Hackable and optimized Transformers building blocks, supporting a composable construction

Description

xFormers is a modular and field agnostic library to flexibly generate transformer architectures by interoperable and optimized building blocks.

Getting started

The full documentation contains instructions for getting started, deep dives and tutorials about the various APIs.
If in doubt, please check out the HOWTO. Only some general considerations are laid out in the README.

Installation

To install xFormers, it is recommended to use a dedicated virtual environment, as often with python, through python-virtualenv or conda for instance.
There are two ways you can install it:

Directly from the pip package

You can also fetch the latest release from PyPi. This will not contain the wheels for the sparse attention kernels, for which you will need to build from source.

conda create --name xformer_env
conda activate xformer_env
pip install xformers

Build from source (dev mode)

These commands will fetch the latest version of the code, create a dedicated conda environment, activate it then install xFormers from source. If you want to build the sparse attention CUDA kernels, please make sure that the next point is covered prior to running these instructions.

git clone [email protected]:fairinternal/xformers.git
conda create --name xformer_env python=3.8
conda activate xformer_env
cd xformers
pip install -r requirements.txt
pip install -e .

Sparse attention kernels

Installing the CUDA-based sparse attention kernels may require extra care, as this mobilizes the CUDA toolchain. As a reminder, these kernels are built when you run pip install -e . and the CUDA buildchain is available (NVCC compiler). Re-building can for instance be done via python3 setup.py clean && python3 setup.py develop, so similarly wipe the build folder and redo a pip install -e.

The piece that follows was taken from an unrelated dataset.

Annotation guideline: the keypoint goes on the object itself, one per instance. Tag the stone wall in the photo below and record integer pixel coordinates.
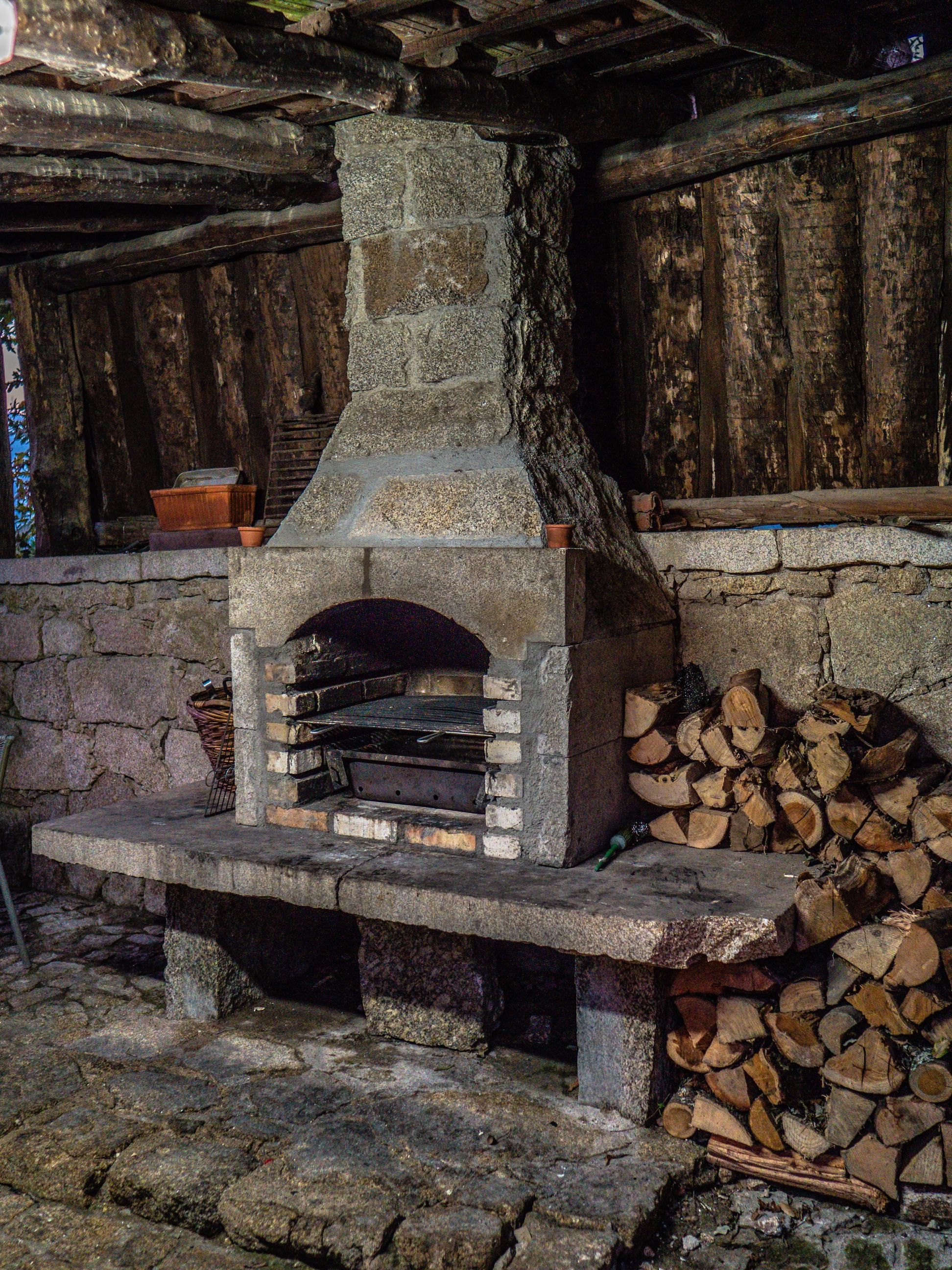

Some advices related to building these CUDA-specific components, tentatively adressing common pitfalls. Please make sure that:

NVCC and the current CUDA runtime match. Depending on your setup, you may be able to change the CUDA runtime with module unload cuda module load cuda/xx.x, possibly also nvcc
the version of GCC that you’re using matches the current NVCC capabilities
the TORCH_CUDA_ARCH_LIST env variable is set to the architures that you want to support. A suggested setup (slow to build but comprehensive) is export TORCH_CUDA_ARCH_LIST="6.0;6.1;6.2;7.0;7.2;8.0;8.6"

Triton

Some parts of xFormers use Triton, and will only expose themselves if Triton is installed, and a compatible GPU is present (nVidia GPU with tensor cores). If Triton was not installed as part of the testing procedure, you can install it directly by running pip install triton. You can optionally test that the installation is successful by running one of the Triton-related benchmarks, for instance python3 xformers/benchmarks/benchmnark_triton_softmax.py

Triton will cache the compiled kernels to /tmp/triton by default. If this becomes an issue, this path can be specified through the TRITON_CACHE_DIR environment variable.

Testing the installation

This will run a benchmark of the attention mechanisms exposed by xFormers, and generate a runtime and memory plot.
If this concludes without errors, the installation is successful. This step is optional, and you will need some extra dependencies for it to
be able to go through : pip install -r requirements-benchmark.txt.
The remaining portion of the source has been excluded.